One excuse offered for why conventional wars are not fought is that cheap drones make conventional war machines like aircraft carriers and tanks obsolete. I cannot believe that this would prevent war, because this assumes (a) militaries would recognize their machines are obsolete, and (b) they would not do anything to adapt. What I think is far more likely is that militaries would prepare for the previous war, and go into battle with undeserved confidence. Other militaries, prescient or observing military defeats, would hold back while they harden their war machines against drones, and then go to war again. I can imagine cheap drones continuing to be effective against soft targets, such as infrastructure like railroads & power lines (can't harden zillions of miles of tracks) or assassinations (especially killing ordinary civilians who do not have security teams). I cannot imagine militaries unable to harden military targets, given time and resources to prepare.
Finally, The Ministry for the Future leans heavily on "carbon coins", a combination of cryptocurrency and carbon offsets. Sadly, in the real world I do not think either cryptocurrency or carbon offsets can be made to work. A project that relies on both of them working, together, is doomed. I'm willing to cut Robinson a little slack for this one, since a few years ago it was less clear that cryptocurrency was entirely scams. Many today still believe it is the future despite everything. The IRL failures of blockchain and carbon offsets are complex and in some ways counterintuitive, even intelligent and well-educated people are fooled.
The failure of bad guys to use violence, however, goes against all of our history, as well as basic human nature. Robinson, and everyone who read his book drafts before publishing, should have seen that this was pure fantasy, not hard SF.

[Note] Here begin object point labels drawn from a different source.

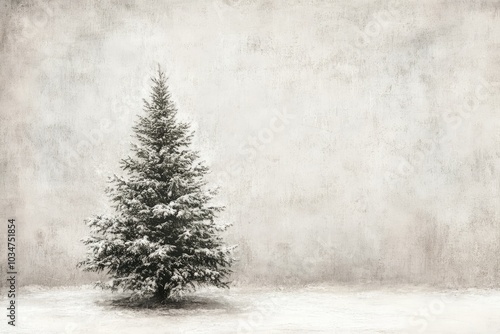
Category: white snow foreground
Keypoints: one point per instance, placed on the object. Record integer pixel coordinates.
(315, 309)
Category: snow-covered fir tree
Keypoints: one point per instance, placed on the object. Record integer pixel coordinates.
(162, 238)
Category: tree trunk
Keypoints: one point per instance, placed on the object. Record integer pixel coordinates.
(161, 293)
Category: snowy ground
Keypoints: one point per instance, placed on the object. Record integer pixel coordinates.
(317, 309)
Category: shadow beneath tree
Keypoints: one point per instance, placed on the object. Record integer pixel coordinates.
(187, 303)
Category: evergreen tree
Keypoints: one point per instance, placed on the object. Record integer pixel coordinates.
(162, 238)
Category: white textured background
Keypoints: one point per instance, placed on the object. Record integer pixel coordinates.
(387, 169)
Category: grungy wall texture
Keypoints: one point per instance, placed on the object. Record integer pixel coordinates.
(352, 140)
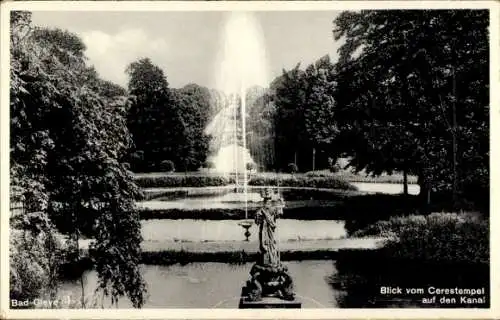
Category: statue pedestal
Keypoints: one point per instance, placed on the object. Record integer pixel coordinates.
(270, 303)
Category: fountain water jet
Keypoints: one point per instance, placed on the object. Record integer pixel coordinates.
(242, 64)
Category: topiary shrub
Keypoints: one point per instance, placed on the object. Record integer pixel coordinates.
(167, 166)
(292, 168)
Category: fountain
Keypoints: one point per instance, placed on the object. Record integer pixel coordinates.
(270, 284)
(242, 64)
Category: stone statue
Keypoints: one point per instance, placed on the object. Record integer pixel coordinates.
(269, 278)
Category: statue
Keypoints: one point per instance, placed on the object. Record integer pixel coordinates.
(268, 277)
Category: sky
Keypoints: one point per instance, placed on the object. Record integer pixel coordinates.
(186, 45)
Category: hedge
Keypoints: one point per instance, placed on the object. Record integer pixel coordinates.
(170, 181)
(302, 181)
(196, 180)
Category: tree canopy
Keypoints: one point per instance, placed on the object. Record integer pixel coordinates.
(413, 94)
(68, 136)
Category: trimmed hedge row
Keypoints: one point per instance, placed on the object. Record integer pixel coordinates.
(171, 181)
(301, 213)
(233, 257)
(302, 181)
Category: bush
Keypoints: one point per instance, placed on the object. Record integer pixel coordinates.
(301, 182)
(172, 181)
(167, 166)
(250, 166)
(35, 257)
(446, 237)
(361, 211)
(292, 168)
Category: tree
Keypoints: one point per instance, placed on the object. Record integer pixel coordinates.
(413, 94)
(153, 120)
(193, 105)
(70, 169)
(319, 114)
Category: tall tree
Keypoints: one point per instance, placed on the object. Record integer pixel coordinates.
(413, 93)
(193, 105)
(289, 97)
(70, 168)
(153, 120)
(319, 112)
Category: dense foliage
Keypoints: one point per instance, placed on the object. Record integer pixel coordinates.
(413, 95)
(446, 237)
(68, 136)
(166, 124)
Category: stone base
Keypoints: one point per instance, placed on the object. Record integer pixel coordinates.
(270, 303)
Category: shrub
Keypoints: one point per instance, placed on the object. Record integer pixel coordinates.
(35, 257)
(167, 166)
(292, 168)
(302, 182)
(172, 181)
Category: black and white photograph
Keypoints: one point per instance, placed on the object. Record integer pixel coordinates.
(238, 158)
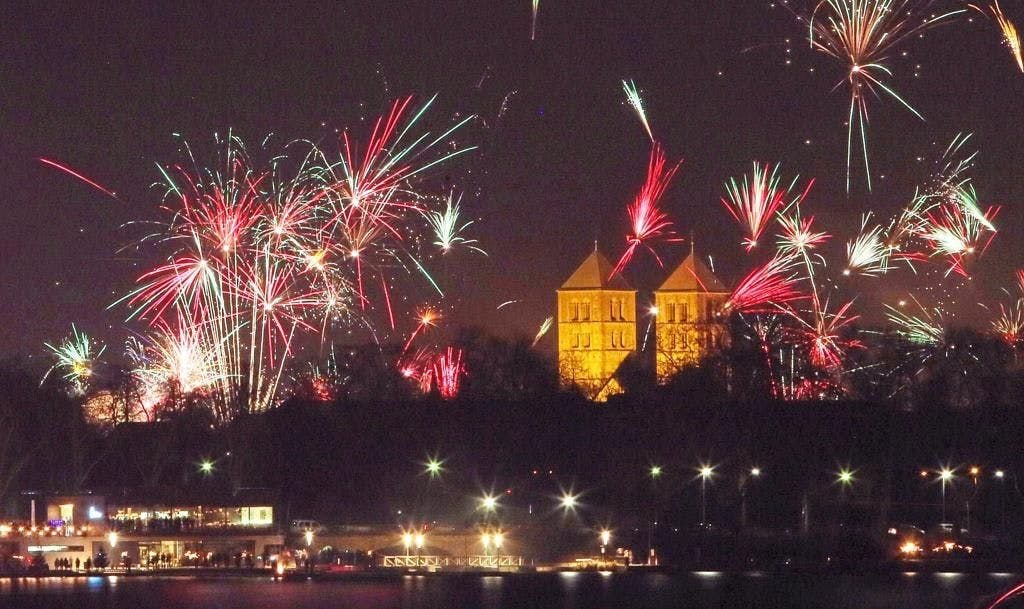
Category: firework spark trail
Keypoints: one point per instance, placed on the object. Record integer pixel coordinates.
(767, 287)
(822, 338)
(633, 98)
(756, 200)
(866, 254)
(957, 228)
(78, 175)
(76, 356)
(1010, 323)
(448, 373)
(1010, 35)
(861, 35)
(426, 317)
(545, 327)
(259, 252)
(172, 361)
(448, 226)
(535, 8)
(925, 330)
(649, 223)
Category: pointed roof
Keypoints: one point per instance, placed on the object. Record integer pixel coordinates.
(693, 275)
(595, 273)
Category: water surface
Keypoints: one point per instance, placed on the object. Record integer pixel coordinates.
(562, 591)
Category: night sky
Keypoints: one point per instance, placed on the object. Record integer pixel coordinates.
(725, 82)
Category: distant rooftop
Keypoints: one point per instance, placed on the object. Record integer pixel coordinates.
(595, 273)
(693, 275)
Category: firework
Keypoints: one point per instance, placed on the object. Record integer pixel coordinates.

There are a few other disappointments about Robinson's future that he couldn't have helped. Our timeline is already painfully worse than Robinson's timeline. He posits a Russia that is willing and able to cooperate with the world, when Russia's invasion of Ukraine instead suggests Russia's near future is either Putin undermining international cooperation at every turn, or collapsing into a failed state under internal power struggles. I doubt Russia has enough civic resilience left after centuries of oppression to produce a functional state in the immediate future, especially after remaining opposition has fled the country. One chapter also displays a Hong Kong that held on and emerged victorious against Chinese oppression, when in our universe all dissent in Hong Kong has been thoroughly crushed. These optimistic outcomes were plausible when Robinson wrote them, and aren't his fault.

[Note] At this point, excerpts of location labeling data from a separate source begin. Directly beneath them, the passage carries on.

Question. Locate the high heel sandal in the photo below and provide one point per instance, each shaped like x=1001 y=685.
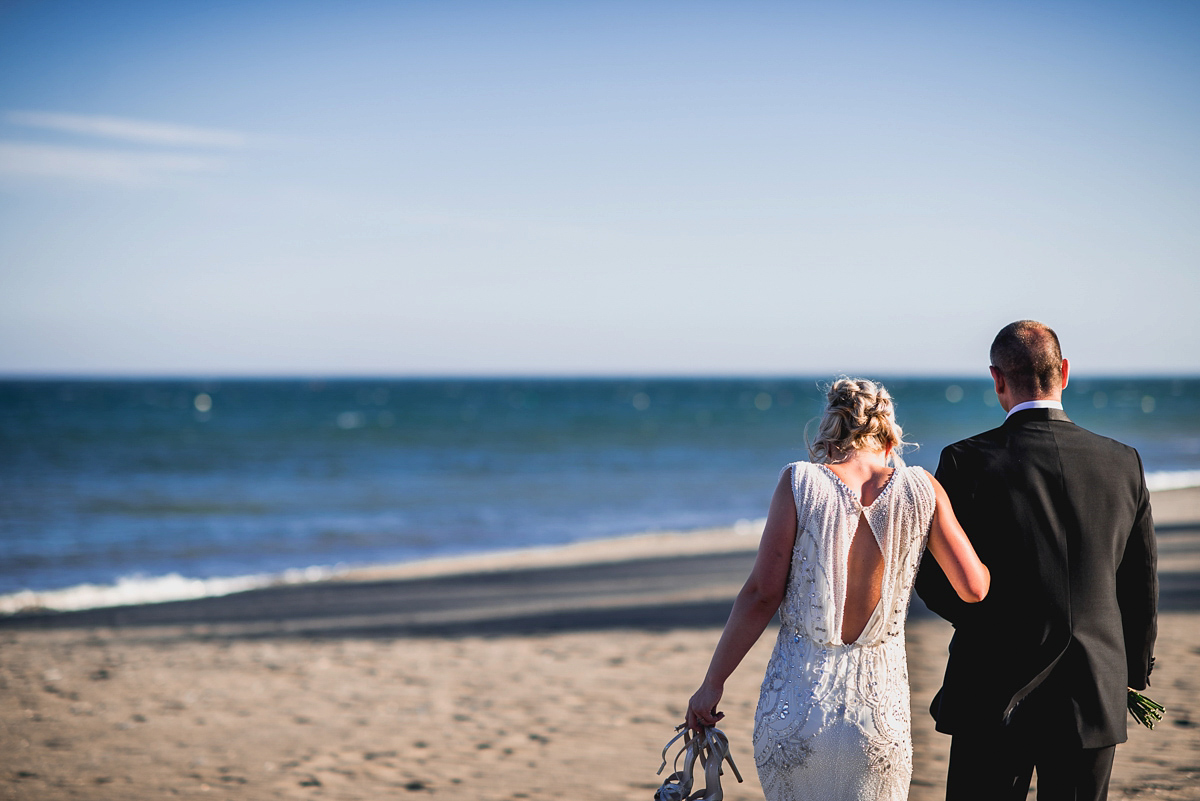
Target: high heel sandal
x=712 y=747
x=717 y=751
x=677 y=787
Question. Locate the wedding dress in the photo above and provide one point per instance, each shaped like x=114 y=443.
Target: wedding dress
x=833 y=718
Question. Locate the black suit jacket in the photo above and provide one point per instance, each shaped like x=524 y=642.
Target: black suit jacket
x=1061 y=517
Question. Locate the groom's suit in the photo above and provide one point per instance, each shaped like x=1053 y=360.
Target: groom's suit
x=1061 y=517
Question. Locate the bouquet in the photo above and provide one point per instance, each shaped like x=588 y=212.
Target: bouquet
x=1144 y=709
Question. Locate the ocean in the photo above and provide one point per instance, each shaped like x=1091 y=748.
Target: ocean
x=127 y=491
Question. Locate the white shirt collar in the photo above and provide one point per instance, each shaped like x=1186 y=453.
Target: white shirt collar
x=1035 y=404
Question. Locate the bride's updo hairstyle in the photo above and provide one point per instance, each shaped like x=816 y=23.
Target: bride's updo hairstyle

Ultimately, I'm glad I read this book, but I did not come out of it with any new ideas for saving the planet, only lessons on what cannot and will not work. We need some plausible near-future utopian fiction that doesn't handwave away the rise of global fascism, disinformation and disturbingly successful fossil fuel interests. A better future society that successfully addresses the climate crisis will have to do so while grappling with well-funded, ruthless and coordinated opposition, fighting to preserve their capacity to destroy the biosphere.